O problema é que ele nunca mudou.
Ficou preso no tempo — acreditando que a disciplina e o silêncio podiam durar para sempre.
Há uma frase de um dos meus filmes preferidos, o Batman do Christopher Nolan, que diz:
“Ou morres como herói, ou vives o suficiente para te tornares no vilão.”
Foi exatamente isso que lhe aconteceu.
Talvez tenha começado como alguém que queria mesmo ajudar o país, mas tornou-se alguém que já não conseguia ver para além das suas próprias regras. E esse é o perigo de nunca te questionares — de acreditares que estás sempre certo.
Disse-vos também que hoje há quem o odeie e quem o defenda. Uns odeiam-no porque eles próprios ou as suas famílias sofreram sob o regime. Outros defendem-no porque só recordam o sentido de ordem e estabilidade dos primeiros anos. Ambos os lados fazem parte da nossa história.
E é por isso que compreender a história não é escolher um lado.

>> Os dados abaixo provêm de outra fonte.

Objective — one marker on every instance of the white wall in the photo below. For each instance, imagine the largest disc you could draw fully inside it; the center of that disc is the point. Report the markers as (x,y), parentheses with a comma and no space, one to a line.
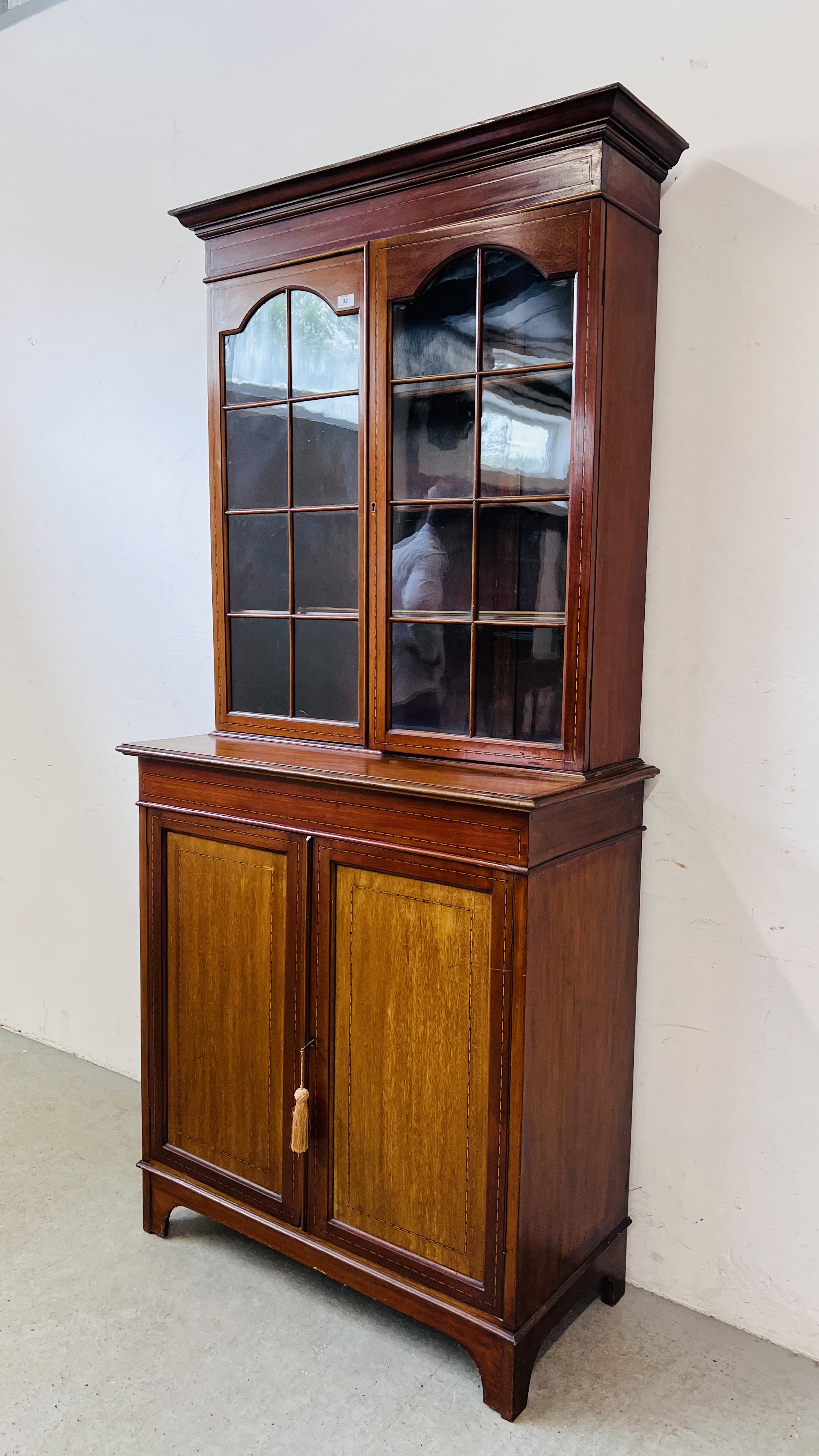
(113,113)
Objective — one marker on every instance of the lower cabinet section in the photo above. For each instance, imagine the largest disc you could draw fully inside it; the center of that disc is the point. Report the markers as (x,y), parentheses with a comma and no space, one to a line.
(465,1033)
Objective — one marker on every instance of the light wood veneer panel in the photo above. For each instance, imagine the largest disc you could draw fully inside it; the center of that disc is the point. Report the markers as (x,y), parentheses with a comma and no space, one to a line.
(412,1065)
(226,916)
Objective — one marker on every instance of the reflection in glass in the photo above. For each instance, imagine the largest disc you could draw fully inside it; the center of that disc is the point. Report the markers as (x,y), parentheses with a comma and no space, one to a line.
(519,684)
(433,442)
(435,333)
(325,561)
(257,458)
(432,560)
(526,434)
(522,558)
(327,670)
(324,348)
(256,360)
(259,566)
(528,320)
(430,676)
(325,452)
(260,666)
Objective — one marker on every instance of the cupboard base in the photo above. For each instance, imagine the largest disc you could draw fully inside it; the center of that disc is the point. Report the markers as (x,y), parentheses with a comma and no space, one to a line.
(505,1357)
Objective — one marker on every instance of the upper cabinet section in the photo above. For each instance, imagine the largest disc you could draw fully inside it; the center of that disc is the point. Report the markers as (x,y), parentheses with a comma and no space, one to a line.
(430,429)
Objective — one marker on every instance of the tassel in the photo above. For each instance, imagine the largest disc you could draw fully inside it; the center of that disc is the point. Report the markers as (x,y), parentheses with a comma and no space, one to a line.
(301,1135)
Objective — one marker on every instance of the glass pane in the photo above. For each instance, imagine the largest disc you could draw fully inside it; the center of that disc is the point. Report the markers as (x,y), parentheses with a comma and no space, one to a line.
(257,458)
(325,452)
(519,684)
(430,676)
(522,558)
(257,558)
(327,670)
(526,434)
(260,666)
(528,320)
(256,360)
(433,442)
(324,347)
(435,334)
(325,561)
(432,560)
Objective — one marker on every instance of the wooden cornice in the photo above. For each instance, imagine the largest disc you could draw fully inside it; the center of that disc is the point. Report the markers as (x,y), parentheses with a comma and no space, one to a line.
(610,114)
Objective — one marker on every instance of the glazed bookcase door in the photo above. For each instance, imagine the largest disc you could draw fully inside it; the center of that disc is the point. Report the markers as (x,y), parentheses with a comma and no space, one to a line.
(288,487)
(225,1007)
(412,1023)
(483,426)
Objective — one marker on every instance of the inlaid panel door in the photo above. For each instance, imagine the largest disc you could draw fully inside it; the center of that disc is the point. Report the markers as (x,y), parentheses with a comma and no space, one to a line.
(226,1007)
(412,1066)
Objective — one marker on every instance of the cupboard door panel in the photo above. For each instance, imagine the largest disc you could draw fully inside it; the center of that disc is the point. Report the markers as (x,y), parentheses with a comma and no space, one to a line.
(226,989)
(412,1065)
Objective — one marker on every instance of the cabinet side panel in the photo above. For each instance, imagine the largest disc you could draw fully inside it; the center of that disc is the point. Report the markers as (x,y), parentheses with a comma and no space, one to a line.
(623,491)
(579,1062)
(226,912)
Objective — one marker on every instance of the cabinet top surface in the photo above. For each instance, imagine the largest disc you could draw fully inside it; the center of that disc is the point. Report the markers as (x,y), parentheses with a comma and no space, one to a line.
(480,784)
(611,114)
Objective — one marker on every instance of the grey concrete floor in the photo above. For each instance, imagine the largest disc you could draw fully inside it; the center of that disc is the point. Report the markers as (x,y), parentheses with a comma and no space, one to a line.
(113,1342)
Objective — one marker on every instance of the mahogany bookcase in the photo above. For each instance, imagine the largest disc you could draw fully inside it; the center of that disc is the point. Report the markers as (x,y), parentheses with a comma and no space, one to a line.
(404,870)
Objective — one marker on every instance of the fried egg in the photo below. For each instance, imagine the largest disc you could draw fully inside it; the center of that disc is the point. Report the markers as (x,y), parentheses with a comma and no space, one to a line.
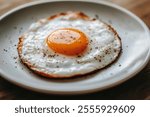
(68,44)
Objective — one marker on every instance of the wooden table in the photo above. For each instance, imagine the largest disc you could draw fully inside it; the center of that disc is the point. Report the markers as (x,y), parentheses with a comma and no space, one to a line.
(136,88)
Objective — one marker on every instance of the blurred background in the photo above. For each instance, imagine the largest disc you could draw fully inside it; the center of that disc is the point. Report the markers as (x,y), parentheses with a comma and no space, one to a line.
(139,7)
(136,88)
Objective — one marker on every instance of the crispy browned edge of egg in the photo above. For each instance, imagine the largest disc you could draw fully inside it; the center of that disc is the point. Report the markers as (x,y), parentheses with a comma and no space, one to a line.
(76,15)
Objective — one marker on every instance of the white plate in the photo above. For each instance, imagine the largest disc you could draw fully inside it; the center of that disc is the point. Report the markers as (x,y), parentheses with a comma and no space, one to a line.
(133,32)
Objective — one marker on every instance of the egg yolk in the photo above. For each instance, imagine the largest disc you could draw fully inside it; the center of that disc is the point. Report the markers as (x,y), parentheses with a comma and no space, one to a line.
(67,41)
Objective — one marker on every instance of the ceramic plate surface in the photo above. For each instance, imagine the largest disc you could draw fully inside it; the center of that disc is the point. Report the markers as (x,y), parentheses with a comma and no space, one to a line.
(133,32)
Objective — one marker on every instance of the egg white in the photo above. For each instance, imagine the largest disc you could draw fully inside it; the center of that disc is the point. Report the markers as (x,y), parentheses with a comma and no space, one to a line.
(103,48)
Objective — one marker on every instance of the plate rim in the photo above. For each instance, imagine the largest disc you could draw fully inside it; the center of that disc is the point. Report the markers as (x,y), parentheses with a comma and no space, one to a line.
(108,84)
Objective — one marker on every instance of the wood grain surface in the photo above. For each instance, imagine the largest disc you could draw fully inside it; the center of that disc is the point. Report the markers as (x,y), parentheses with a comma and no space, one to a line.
(136,88)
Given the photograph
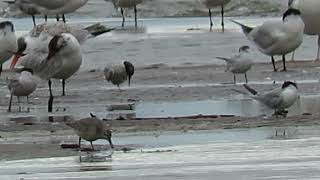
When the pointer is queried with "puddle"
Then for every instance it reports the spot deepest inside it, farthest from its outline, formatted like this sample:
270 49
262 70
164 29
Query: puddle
245 107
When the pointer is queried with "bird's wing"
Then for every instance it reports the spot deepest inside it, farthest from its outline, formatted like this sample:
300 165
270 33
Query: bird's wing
266 35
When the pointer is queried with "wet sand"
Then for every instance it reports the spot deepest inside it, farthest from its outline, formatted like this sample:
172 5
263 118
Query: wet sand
34 132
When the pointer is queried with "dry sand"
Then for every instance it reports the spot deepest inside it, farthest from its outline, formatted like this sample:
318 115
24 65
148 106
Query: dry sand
23 137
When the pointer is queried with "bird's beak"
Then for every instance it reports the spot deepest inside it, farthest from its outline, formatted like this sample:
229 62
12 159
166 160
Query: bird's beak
110 142
15 59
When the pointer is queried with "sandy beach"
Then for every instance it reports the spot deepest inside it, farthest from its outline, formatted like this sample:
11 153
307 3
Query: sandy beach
181 104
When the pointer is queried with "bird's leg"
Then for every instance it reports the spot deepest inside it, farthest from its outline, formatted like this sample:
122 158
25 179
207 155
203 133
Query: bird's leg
63 87
63 18
135 16
318 54
10 103
246 77
91 145
273 63
79 143
211 23
34 20
284 62
50 102
292 57
123 18
222 16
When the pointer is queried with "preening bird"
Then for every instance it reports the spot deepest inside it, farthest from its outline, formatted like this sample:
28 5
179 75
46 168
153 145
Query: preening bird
239 64
118 74
278 99
277 37
20 86
59 59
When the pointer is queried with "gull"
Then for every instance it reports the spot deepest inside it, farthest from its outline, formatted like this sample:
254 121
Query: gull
35 44
310 13
212 4
118 74
20 86
239 64
60 60
91 129
127 4
50 7
8 42
278 99
27 7
277 37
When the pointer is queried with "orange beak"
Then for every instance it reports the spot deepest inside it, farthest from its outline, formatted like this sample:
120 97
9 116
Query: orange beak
14 61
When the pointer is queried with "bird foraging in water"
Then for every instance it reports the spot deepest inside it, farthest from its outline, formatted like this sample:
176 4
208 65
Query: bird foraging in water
239 64
118 74
91 129
277 37
23 85
278 99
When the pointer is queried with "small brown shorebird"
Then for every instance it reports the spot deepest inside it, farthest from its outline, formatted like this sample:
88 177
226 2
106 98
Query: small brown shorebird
91 129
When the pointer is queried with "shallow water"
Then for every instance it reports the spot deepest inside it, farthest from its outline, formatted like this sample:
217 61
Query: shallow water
222 154
167 40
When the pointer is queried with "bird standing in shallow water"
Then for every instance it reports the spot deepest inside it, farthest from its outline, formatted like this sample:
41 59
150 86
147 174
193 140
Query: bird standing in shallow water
239 64
277 99
24 85
127 4
277 37
91 129
212 4
118 74
8 42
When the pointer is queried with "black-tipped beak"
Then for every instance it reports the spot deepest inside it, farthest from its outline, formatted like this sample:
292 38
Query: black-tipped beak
110 142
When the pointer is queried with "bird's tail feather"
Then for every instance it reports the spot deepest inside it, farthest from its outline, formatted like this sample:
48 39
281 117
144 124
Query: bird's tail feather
252 91
246 29
98 29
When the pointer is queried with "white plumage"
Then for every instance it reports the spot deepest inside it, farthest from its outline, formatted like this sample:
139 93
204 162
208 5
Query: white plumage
118 74
23 85
277 37
278 99
310 13
239 64
59 59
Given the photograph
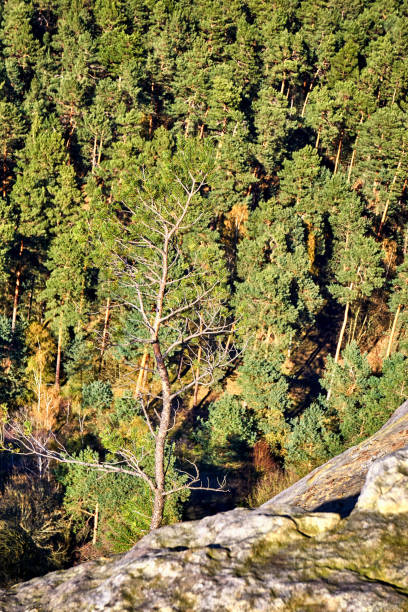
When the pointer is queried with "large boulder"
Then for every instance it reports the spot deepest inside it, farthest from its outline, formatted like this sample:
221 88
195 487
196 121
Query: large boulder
336 485
20 558
280 557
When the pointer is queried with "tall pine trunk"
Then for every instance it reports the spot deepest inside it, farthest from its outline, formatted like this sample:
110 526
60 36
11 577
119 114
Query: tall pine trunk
339 343
59 349
17 289
105 332
158 505
392 334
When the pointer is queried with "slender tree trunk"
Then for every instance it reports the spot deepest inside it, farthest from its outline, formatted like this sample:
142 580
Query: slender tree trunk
17 289
100 150
305 103
341 335
58 365
105 332
353 157
94 152
387 204
318 137
140 377
161 436
197 372
336 165
392 334
339 343
96 520
30 300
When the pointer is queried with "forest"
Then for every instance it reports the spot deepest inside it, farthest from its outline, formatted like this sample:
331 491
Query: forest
203 239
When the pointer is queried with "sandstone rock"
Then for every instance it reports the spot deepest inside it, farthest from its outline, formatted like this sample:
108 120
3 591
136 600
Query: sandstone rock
386 486
278 558
336 485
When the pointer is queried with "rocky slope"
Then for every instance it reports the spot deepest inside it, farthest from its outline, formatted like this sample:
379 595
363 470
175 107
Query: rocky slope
279 557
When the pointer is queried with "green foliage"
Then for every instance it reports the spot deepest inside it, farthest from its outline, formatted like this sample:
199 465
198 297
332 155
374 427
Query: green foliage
97 395
294 117
229 429
312 442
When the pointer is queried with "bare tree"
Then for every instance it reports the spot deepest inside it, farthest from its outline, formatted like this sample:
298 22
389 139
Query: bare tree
178 306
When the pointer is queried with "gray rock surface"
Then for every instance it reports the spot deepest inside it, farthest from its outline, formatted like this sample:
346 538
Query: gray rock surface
336 485
386 487
279 557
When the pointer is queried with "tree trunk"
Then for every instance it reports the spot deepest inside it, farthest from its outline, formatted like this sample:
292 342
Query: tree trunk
343 329
353 157
105 332
96 520
30 301
339 343
392 335
318 138
58 365
336 165
305 103
17 290
387 204
141 377
197 374
161 436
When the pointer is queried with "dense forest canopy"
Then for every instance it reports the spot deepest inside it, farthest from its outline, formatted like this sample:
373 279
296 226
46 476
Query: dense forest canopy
272 138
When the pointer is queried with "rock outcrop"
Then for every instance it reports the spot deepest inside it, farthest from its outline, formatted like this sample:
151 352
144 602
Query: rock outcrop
336 485
280 557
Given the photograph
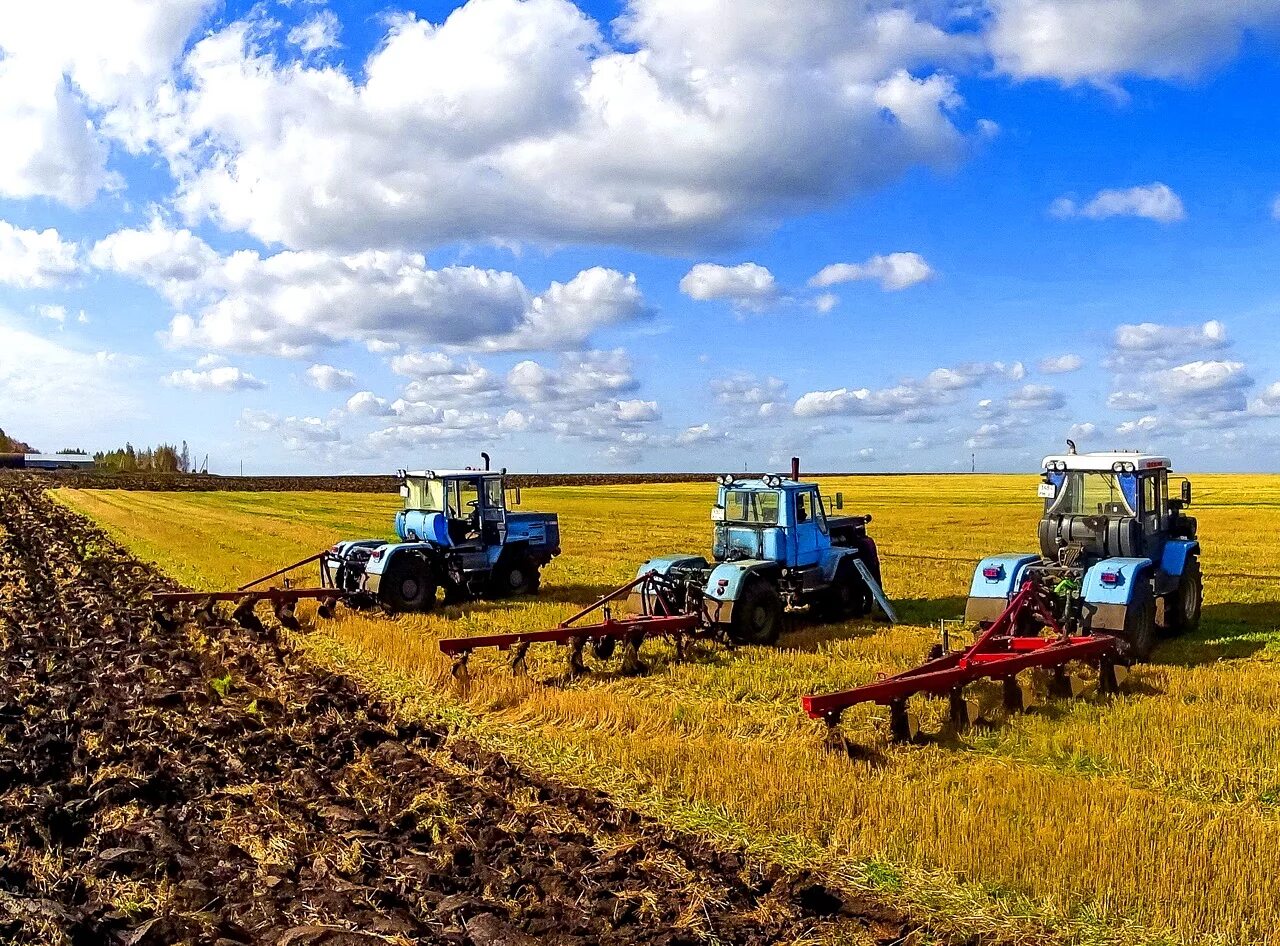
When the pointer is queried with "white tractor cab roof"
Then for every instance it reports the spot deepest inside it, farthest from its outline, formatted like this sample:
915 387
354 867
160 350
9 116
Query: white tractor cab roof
1106 462
446 474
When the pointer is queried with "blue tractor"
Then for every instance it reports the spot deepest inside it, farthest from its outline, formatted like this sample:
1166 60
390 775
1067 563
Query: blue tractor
457 537
1118 553
776 549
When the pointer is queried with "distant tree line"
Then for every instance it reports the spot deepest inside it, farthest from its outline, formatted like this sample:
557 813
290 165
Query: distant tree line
10 446
163 458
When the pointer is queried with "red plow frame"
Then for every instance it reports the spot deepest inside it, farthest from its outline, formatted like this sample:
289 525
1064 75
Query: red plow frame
246 597
999 653
631 630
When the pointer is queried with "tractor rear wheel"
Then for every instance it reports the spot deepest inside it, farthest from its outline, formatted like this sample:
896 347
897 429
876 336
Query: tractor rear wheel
515 575
757 613
1138 639
1183 607
848 595
408 585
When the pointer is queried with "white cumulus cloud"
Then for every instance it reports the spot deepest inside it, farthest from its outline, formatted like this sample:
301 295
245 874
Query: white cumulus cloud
746 284
1151 201
225 378
894 272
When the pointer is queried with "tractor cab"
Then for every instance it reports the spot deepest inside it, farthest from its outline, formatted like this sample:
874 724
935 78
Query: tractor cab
771 519
452 508
1110 505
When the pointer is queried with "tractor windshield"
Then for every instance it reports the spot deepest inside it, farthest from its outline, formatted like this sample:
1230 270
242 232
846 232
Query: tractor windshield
425 494
752 506
1080 493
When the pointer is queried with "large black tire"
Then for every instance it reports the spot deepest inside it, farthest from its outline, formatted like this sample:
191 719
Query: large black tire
848 595
1183 607
757 613
1138 638
408 585
515 575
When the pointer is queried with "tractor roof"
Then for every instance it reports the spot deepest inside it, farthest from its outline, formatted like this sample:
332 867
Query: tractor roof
775 481
1106 462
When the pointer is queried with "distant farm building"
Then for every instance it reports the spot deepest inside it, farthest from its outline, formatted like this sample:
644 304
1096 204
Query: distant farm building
45 461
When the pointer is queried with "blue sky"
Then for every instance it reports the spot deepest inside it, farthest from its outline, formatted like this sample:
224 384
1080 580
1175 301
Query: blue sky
658 234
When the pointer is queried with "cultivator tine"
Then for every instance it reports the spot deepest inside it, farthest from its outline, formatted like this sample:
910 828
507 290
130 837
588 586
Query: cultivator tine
167 618
284 615
519 667
576 666
631 663
835 740
1111 676
904 726
460 670
964 712
245 617
1018 697
206 613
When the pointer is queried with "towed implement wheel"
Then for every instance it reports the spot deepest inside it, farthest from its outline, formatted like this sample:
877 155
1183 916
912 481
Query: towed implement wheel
408 585
1139 625
757 615
1183 607
516 576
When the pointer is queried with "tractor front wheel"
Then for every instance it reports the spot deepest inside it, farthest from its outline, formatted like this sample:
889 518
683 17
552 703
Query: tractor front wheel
757 613
1183 607
408 585
1139 625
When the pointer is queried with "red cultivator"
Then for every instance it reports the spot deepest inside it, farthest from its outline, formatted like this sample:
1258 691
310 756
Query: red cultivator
659 617
999 653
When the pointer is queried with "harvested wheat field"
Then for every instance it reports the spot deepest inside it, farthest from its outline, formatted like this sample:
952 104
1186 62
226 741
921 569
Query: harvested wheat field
1152 817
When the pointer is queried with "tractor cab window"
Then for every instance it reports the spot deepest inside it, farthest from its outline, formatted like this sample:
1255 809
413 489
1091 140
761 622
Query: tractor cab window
425 494
1080 493
493 498
805 507
464 498
750 506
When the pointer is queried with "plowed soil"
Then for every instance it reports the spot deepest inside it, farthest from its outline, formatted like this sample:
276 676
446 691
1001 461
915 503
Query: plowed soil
201 785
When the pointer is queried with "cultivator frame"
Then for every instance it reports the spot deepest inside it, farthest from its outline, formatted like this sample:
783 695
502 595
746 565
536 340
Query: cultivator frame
659 617
999 653
247 597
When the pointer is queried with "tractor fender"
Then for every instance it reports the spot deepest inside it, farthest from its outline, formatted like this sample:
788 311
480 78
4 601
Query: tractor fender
728 579
1106 603
831 560
1005 575
383 557
995 580
1173 561
664 563
416 526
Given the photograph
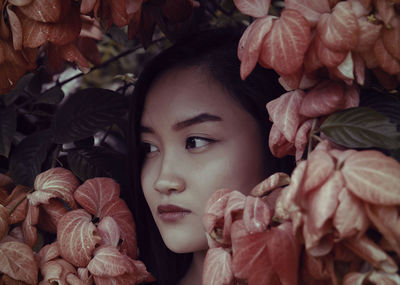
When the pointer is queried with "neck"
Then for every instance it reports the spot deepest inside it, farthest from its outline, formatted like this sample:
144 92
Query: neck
195 272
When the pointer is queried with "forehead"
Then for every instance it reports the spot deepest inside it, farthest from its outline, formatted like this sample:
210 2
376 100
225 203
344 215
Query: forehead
181 93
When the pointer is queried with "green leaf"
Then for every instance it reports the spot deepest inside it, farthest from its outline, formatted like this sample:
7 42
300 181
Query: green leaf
8 126
27 158
52 96
361 127
97 161
86 112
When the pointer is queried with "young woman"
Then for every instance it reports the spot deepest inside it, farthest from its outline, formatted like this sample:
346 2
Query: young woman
195 127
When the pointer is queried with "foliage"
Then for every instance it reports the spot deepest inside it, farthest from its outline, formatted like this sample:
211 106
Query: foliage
339 62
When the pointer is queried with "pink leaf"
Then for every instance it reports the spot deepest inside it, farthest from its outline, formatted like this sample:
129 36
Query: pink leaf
391 38
372 253
385 60
369 34
252 43
350 218
109 262
373 177
273 182
55 182
94 193
119 211
254 8
43 10
284 112
48 252
278 144
3 221
324 99
256 215
285 45
320 166
310 9
339 30
29 225
18 262
108 231
77 237
217 267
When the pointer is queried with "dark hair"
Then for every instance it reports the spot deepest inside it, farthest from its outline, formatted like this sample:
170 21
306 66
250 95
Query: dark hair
216 51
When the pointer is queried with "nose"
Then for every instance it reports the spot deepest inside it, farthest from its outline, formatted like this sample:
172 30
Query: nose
170 179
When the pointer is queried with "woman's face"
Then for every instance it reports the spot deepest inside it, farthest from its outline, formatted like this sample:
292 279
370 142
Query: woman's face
197 140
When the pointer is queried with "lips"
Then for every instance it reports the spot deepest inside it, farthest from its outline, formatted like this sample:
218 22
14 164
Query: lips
171 213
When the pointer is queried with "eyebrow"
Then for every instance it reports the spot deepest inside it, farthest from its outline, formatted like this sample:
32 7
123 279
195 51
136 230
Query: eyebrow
202 118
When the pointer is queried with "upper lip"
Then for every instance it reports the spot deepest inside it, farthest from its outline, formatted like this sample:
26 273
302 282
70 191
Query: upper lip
169 208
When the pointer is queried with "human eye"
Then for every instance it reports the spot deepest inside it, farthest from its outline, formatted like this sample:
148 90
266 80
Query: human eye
197 142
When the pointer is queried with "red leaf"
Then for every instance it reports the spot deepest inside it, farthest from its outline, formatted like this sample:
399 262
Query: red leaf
55 182
217 267
119 211
250 44
18 262
254 8
373 177
339 30
285 45
310 9
77 237
324 99
109 262
94 193
43 10
284 112
3 222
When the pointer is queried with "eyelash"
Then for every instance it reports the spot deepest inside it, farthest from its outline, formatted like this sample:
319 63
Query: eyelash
190 140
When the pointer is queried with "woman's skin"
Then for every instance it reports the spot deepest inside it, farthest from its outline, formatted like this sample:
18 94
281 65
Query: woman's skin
198 139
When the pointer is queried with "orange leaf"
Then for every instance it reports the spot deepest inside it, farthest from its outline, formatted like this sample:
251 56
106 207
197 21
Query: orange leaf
373 177
18 262
285 45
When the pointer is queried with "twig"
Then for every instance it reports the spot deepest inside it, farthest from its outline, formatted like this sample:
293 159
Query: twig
104 64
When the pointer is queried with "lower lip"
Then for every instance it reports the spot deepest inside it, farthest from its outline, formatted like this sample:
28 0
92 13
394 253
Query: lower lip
171 217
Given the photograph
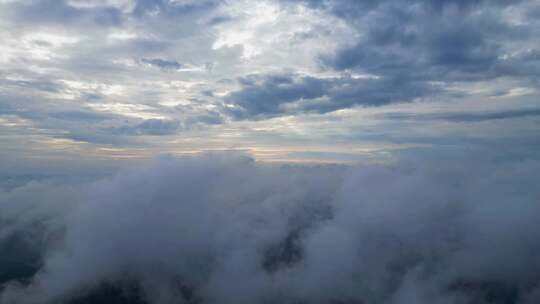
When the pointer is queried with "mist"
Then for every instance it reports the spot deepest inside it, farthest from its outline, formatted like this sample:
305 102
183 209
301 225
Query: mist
223 228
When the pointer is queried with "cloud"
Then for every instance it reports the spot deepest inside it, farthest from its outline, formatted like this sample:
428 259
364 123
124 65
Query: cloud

É ter curiosidade suficiente para ver o quadro inteiro.
Se há algo que quero que guardem desta conversa é isto:
Nunca deixem de fazer perguntas, mesmo as estranhas.
Sobretudo as estranhas.
E não repitam apenas o que os outros dizem — pensem por vocês próprios.
É assim que se aprende, não só quem foram os outros, mas quem vocês querem ser.
Portanto, sim, Manuel, a história do homem que “caiu da cadeira e morreu” é em parte verdadeira — mas a realidade é mais complexa, como quase tudo na vida.
E talvez essa seja a lição mais importante de todas.